Ambanja is located on the northern berth of the Sambirano River and is crossed by the Route Nationale 6 (Antsiranana - Mahajanga and Antananarivo).

It is located at a road distance of 1 200 km north of Antananarivo and 237 km south-west of Antsiranana. The town belongs to the district of Ambanja, which is a part of Diana Region.

It is served by the local Ampampamena Airport and small, local, maritime harbour at Ankify that is the gate to the islands of Nosy Be and Nosy Komba

==Education==
In addition to primary schooling the town offers secondary education at both junior and senior levels. The town has a permanent court and hospital.
There is a technical & professional Lycee in Ambanja, and a school of agriculture.

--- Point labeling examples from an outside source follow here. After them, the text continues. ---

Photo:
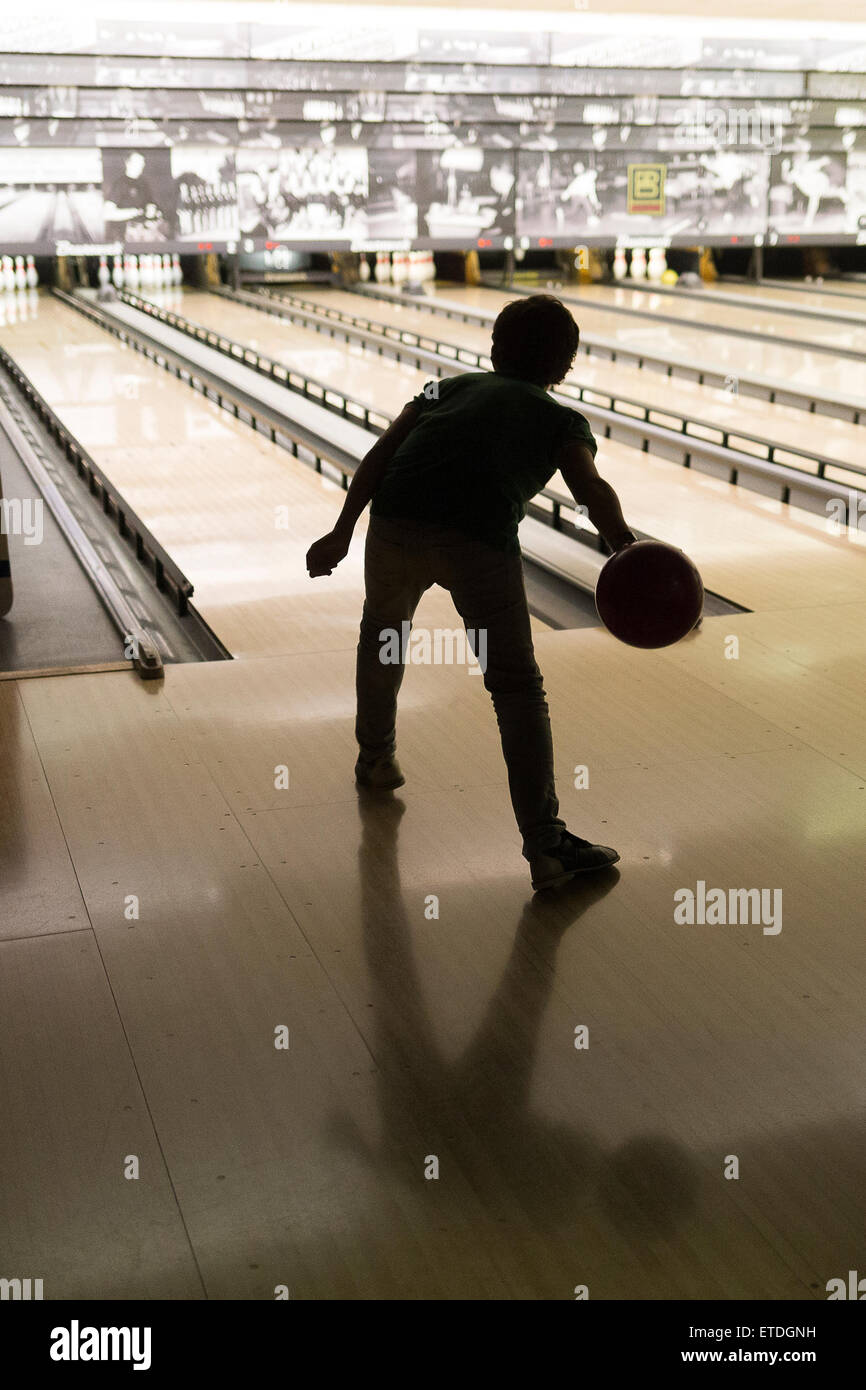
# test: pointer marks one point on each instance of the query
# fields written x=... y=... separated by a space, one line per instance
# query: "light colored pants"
x=402 y=560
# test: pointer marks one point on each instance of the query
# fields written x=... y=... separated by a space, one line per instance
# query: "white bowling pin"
x=658 y=264
x=414 y=270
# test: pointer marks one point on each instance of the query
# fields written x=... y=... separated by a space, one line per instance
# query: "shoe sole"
x=572 y=873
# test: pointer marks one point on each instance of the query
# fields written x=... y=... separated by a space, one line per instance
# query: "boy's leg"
x=489 y=595
x=394 y=581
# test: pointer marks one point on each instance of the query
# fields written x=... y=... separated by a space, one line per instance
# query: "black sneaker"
x=572 y=856
x=382 y=774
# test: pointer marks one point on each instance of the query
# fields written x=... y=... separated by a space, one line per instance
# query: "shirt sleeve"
x=577 y=428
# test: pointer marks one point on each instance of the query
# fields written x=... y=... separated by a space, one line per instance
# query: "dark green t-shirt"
x=483 y=446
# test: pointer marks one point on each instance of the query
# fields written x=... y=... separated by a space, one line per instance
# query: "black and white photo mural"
x=139 y=196
x=206 y=184
x=50 y=195
x=303 y=195
x=466 y=195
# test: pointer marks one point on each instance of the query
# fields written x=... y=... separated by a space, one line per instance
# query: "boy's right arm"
x=588 y=488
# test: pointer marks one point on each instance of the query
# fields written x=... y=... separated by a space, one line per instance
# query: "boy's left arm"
x=327 y=552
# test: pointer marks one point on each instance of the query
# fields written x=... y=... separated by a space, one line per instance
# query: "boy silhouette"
x=449 y=483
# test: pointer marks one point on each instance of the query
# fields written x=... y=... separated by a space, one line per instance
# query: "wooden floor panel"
x=38 y=887
x=72 y=1115
x=431 y=1001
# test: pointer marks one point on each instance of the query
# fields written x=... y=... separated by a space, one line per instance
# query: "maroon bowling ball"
x=649 y=594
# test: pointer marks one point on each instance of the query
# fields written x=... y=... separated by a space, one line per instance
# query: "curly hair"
x=535 y=338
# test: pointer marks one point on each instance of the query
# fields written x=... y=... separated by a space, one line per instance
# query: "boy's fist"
x=325 y=553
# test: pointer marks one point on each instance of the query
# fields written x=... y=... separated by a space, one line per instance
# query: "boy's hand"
x=325 y=553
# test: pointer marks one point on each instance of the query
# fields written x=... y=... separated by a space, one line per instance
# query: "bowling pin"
x=658 y=264
x=414 y=270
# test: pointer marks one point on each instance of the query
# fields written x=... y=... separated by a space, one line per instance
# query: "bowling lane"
x=854 y=289
x=348 y=367
x=790 y=295
x=235 y=510
x=751 y=549
x=752 y=319
x=830 y=438
x=786 y=367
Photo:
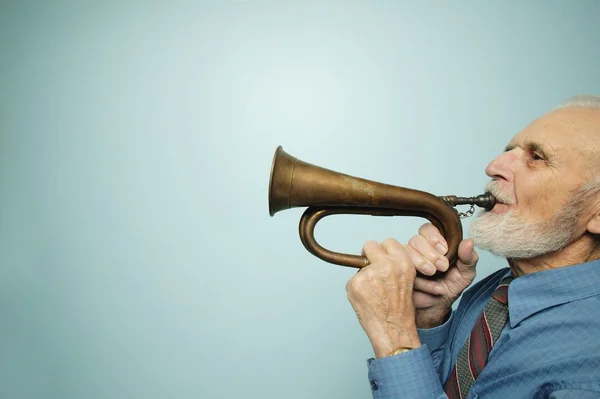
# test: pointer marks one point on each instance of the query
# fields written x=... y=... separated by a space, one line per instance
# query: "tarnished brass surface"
x=295 y=183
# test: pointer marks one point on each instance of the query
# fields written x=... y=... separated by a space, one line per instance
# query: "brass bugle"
x=295 y=183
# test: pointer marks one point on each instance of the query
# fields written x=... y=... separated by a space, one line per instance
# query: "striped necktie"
x=474 y=353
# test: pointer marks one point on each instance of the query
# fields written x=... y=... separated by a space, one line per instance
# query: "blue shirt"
x=550 y=348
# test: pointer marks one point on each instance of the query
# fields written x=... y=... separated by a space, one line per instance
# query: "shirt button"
x=374 y=385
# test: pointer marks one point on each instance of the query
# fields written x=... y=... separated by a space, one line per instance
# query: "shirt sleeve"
x=435 y=339
x=407 y=375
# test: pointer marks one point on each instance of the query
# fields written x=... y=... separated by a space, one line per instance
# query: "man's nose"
x=502 y=166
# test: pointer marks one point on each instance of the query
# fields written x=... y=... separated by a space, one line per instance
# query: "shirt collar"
x=535 y=292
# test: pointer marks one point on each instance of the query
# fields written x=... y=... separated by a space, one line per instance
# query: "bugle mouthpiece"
x=486 y=200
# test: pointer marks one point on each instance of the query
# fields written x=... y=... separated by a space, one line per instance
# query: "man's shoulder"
x=487 y=284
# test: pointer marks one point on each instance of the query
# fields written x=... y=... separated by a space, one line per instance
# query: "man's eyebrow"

The French international school is École Primaire Française d'Ambanja a.k.a. École primaire française Charles-Baudelaire.

==Religion==
The town is seat of the Roman Catholic Diocese of Ambanja (Cathedral of St. Joseph).

==Economy==
The majority 60% of the population are farmers, while an additional 2% receives their livelihood from raising livestock. The most important crop is cocoa, while other important products are coffee, rice and vanilla. Industry and services provide employment for 26% and 2% of the population, respectively. Additionally fishing employs 10% of the population.

==Nature==
- Manongarivo Reserve is situated at 35 km from Ambanja.